On a vu… Space Battleship de Takashi Yamazaki (Wild Side Video)

On a vu… Space Battleship de Takashi Yamazaki (Wild Side Video)

Note de l'auteur

19762046Alors qu’on a apprit récemment que Christopher McQuarrie allait s’attaquer prochainement à l’adaptation «made in Hollywood» du space-opera nippon, Space Battleship Yamato, j’ai eu envie de me replonger dans le premier film inspiré de l’œuvre de Leiji Matsumoto, sorti en 2010 et disponible en France chez Wild Side Video.

 

Dans un futur lointain, 2199 exactement, la Terre est devenue la proie d’extra-terrestres nommés Gamilas. La planète est ravagée et devient invivable à cause des radiations. Les populations sont sont obligées de vivre retranchées dans des villes souterraines. Dans l’espace, L’Earth Defense Force tente de repousser les envahisseurs tant bien que mal, jusqu’au jour où une sonde contenant des coordonnées spatiales et les schémas du warp, une technologie de téléportation, provenant d’Iskandar dans le nuage de Magellan s’écrase sur le sol terrestre. Une mission de la dernière chance est alors mis en place car Iskandar pourrait détenir la solution pour rendre de nouveau la Terre vivable.
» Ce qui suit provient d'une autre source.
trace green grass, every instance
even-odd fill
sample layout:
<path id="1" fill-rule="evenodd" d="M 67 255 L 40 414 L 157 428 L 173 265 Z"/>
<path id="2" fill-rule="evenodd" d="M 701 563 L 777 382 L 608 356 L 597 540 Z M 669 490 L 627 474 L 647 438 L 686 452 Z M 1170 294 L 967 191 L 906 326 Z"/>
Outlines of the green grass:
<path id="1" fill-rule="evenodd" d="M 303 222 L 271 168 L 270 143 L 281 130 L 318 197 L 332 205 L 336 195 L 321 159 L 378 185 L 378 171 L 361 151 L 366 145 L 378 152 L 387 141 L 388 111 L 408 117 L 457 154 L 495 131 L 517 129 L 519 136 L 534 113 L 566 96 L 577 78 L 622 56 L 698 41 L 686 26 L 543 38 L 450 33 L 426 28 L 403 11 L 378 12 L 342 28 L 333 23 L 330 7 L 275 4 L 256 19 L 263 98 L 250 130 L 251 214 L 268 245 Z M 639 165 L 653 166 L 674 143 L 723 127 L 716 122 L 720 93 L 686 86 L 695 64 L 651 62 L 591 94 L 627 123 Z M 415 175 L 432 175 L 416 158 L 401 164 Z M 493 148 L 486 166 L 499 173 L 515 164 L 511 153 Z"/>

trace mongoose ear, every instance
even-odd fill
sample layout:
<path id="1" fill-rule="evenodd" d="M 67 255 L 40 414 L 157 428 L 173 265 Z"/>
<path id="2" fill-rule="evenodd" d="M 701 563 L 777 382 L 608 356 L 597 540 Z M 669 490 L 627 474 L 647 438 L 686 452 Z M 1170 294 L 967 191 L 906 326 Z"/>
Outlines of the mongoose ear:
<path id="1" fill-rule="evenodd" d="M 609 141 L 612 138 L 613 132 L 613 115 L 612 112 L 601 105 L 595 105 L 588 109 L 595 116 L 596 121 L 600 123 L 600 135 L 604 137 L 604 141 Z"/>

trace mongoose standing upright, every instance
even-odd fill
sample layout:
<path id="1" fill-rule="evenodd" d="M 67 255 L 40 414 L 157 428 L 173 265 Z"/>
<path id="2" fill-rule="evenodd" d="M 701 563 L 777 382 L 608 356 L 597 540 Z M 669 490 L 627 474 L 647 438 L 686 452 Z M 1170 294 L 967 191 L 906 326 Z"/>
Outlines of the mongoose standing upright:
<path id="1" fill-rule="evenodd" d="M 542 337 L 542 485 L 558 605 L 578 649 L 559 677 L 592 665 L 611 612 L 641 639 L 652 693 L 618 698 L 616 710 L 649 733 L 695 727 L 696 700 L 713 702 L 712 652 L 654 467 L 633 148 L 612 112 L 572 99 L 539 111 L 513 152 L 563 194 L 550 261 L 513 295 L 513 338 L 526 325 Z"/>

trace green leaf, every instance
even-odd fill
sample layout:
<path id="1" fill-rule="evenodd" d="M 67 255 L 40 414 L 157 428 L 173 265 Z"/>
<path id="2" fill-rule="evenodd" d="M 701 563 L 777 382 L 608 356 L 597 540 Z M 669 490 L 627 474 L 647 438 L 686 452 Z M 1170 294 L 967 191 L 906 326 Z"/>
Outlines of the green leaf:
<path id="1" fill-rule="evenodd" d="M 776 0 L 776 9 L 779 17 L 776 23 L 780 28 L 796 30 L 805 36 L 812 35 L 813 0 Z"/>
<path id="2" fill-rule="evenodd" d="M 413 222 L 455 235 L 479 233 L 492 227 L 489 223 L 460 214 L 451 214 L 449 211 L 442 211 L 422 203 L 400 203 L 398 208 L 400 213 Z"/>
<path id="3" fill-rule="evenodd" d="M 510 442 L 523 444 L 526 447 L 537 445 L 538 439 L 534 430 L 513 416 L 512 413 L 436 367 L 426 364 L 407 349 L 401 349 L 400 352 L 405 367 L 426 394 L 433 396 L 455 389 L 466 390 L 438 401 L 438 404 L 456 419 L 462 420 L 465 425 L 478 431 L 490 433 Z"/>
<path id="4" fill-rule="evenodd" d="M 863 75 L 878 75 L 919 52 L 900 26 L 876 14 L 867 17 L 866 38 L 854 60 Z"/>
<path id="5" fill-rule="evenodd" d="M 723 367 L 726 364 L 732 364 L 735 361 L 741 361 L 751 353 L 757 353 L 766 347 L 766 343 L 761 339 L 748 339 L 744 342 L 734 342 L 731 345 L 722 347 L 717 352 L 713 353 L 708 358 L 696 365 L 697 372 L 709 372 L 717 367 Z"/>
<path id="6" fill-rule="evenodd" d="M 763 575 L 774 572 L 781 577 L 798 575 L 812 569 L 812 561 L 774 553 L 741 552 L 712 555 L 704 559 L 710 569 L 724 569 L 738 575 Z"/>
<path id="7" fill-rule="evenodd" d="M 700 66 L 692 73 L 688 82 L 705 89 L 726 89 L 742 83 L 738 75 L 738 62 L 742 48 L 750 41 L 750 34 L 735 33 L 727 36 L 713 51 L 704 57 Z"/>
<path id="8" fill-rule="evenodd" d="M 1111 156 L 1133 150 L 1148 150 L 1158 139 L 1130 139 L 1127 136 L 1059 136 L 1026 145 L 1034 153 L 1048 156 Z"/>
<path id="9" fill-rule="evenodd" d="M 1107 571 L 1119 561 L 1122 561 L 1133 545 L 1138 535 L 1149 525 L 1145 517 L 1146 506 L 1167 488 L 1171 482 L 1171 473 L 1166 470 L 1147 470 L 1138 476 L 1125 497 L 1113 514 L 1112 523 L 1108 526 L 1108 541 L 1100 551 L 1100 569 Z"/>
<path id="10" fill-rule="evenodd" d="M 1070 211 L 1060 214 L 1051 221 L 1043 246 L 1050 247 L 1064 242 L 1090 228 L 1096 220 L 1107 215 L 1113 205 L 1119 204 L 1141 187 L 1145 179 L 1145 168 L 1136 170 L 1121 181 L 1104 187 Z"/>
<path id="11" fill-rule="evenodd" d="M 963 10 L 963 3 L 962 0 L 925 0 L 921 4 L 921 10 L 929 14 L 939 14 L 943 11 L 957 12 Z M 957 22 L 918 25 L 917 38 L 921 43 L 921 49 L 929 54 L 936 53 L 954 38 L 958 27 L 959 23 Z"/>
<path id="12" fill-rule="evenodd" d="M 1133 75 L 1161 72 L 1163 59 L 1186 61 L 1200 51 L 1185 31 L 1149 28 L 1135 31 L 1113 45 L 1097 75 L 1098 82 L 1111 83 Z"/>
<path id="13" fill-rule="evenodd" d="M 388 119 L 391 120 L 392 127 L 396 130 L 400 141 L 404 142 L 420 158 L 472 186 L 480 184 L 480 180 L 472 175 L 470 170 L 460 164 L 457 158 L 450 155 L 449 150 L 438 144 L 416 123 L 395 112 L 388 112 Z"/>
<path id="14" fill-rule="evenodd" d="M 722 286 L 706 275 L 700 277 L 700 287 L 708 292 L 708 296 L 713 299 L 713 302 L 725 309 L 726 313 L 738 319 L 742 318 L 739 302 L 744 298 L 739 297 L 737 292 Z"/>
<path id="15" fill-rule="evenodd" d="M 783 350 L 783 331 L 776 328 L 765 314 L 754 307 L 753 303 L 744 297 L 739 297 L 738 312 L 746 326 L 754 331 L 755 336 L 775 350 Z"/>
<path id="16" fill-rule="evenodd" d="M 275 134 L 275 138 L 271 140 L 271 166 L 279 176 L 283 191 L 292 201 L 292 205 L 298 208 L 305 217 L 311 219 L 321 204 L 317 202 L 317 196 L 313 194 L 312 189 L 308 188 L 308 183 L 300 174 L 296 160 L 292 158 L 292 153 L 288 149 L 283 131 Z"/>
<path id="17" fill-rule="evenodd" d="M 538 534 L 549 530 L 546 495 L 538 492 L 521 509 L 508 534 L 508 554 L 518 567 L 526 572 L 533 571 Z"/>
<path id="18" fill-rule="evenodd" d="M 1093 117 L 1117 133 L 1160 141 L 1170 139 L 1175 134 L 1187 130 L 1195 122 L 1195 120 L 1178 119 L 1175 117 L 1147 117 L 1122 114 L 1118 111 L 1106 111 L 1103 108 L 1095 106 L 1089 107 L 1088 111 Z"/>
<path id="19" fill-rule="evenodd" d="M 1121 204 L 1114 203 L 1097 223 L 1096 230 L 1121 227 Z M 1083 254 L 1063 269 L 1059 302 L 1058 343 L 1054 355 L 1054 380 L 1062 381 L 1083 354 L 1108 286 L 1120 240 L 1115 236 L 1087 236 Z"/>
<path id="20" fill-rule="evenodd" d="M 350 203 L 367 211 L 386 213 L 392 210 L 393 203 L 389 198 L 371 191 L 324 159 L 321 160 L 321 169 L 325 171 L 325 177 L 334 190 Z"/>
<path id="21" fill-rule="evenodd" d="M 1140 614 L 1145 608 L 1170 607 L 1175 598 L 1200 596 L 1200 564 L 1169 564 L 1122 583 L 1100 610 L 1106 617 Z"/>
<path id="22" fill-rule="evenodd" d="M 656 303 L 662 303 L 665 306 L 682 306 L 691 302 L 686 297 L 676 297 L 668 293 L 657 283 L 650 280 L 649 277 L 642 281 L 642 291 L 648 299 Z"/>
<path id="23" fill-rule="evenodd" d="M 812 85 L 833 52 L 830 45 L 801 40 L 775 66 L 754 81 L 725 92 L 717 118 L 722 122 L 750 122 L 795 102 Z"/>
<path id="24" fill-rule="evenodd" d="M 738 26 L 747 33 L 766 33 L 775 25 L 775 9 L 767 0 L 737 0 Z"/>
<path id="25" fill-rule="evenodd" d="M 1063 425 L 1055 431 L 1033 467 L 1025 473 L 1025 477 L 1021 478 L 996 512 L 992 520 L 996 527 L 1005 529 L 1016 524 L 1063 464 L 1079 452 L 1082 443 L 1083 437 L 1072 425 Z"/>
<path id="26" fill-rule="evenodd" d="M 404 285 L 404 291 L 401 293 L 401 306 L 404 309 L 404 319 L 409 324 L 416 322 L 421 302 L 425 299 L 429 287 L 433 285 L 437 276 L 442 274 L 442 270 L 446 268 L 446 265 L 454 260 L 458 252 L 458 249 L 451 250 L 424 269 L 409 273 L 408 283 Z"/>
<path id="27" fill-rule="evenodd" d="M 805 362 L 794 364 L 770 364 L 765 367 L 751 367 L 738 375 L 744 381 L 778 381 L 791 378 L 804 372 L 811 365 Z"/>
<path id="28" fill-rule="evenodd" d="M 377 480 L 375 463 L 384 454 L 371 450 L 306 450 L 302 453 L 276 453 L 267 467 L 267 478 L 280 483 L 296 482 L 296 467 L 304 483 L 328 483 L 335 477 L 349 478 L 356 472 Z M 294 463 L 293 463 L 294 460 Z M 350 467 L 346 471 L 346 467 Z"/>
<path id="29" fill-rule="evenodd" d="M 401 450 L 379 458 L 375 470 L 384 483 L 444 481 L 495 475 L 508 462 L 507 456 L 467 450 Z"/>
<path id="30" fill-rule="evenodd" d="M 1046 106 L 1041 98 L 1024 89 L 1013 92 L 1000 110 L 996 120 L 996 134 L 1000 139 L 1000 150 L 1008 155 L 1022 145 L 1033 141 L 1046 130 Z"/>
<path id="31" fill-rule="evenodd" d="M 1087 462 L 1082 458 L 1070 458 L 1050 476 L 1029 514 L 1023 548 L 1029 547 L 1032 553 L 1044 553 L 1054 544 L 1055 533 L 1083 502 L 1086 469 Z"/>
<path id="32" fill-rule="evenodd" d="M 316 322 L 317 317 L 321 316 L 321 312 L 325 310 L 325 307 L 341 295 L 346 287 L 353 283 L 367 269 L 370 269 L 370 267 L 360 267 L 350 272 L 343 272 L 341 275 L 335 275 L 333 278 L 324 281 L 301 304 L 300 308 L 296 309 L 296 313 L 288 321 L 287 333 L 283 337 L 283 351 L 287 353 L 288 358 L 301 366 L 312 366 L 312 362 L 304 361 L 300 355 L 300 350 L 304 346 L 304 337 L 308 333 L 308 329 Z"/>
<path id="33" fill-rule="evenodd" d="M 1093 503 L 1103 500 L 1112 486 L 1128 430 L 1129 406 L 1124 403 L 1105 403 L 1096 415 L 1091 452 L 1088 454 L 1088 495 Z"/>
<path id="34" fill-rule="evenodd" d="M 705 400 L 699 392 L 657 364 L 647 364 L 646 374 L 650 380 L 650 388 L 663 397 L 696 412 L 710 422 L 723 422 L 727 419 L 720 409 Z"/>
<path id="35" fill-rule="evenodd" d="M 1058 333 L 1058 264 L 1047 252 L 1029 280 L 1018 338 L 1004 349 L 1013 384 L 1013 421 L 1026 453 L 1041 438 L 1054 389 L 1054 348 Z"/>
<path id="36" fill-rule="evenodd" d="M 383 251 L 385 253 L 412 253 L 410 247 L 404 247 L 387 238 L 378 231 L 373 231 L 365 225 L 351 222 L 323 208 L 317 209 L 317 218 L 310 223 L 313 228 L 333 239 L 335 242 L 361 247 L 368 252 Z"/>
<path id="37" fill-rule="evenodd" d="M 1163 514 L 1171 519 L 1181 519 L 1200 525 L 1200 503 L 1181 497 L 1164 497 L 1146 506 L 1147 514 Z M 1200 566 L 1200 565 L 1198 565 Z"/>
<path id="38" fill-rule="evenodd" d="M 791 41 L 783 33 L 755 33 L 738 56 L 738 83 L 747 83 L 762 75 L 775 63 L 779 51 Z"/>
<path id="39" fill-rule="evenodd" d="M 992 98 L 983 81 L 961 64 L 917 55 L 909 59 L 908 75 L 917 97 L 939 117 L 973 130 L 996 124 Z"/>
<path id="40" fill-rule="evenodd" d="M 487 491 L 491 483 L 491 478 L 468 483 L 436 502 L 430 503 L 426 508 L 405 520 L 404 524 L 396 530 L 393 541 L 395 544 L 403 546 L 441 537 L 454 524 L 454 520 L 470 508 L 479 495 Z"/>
A bord du dernier croiseur de la flotte, le Yamato, Susumu Kodai va faire parti de cette expédition au bout de l’univers et tenter d’honorer la mémoire de son frère, mort au combat. Derrière ce space-opera d’envergure, on retrouve l’ombre tutélaire du grand Leiji Matsumoto (Captain Harlock), créateur de la série originale, datant de 1974.

 

S’attaquer à une adaptation live d’un tel univers était plein de promesses et ne manquait pas d’ambition. Qui dit fresque spatiale «bigger than life», dit budget en conséquence! Avec pas loin de 2 200 000 000 de yens, soit 19 900 000 euros, Space Battleship peut s’enorgueillir d’être l’un des films les plus chères de l’histoire du cinéma japonais. Malgré cela, je ne peux pas dire être parfaitement emballé par les CGI qui oscillent entre «pas mal!» et «aouch! C’est moche là!». Takashi Yamzaki a vu grand mais avait-il vraiment les moyens de ses ambitions?! C’est sûr, les studios japonais n’ont pas la même manne financière que peut avoir un studio hollywoodien et ça s’en ressent. Cependant, quelques effets visuels et parti-pris artistiques fonctionnent très bien. De manière générale, l’ensemble parvient à trouver une bonne dynamique, malgré la redondances ou la longueur de certaines scènes. Le récit ne perd jamais son fil en tentant d’aller à l’essentiel même si pour cela, il laisse quelques personnages sur le bord de la route. Les acteurs paraissent tous profondément impliqués dans leurs rôles respectifs malheureusement, dans l’ensemble tout est sur-joué et quelque peu théâtral.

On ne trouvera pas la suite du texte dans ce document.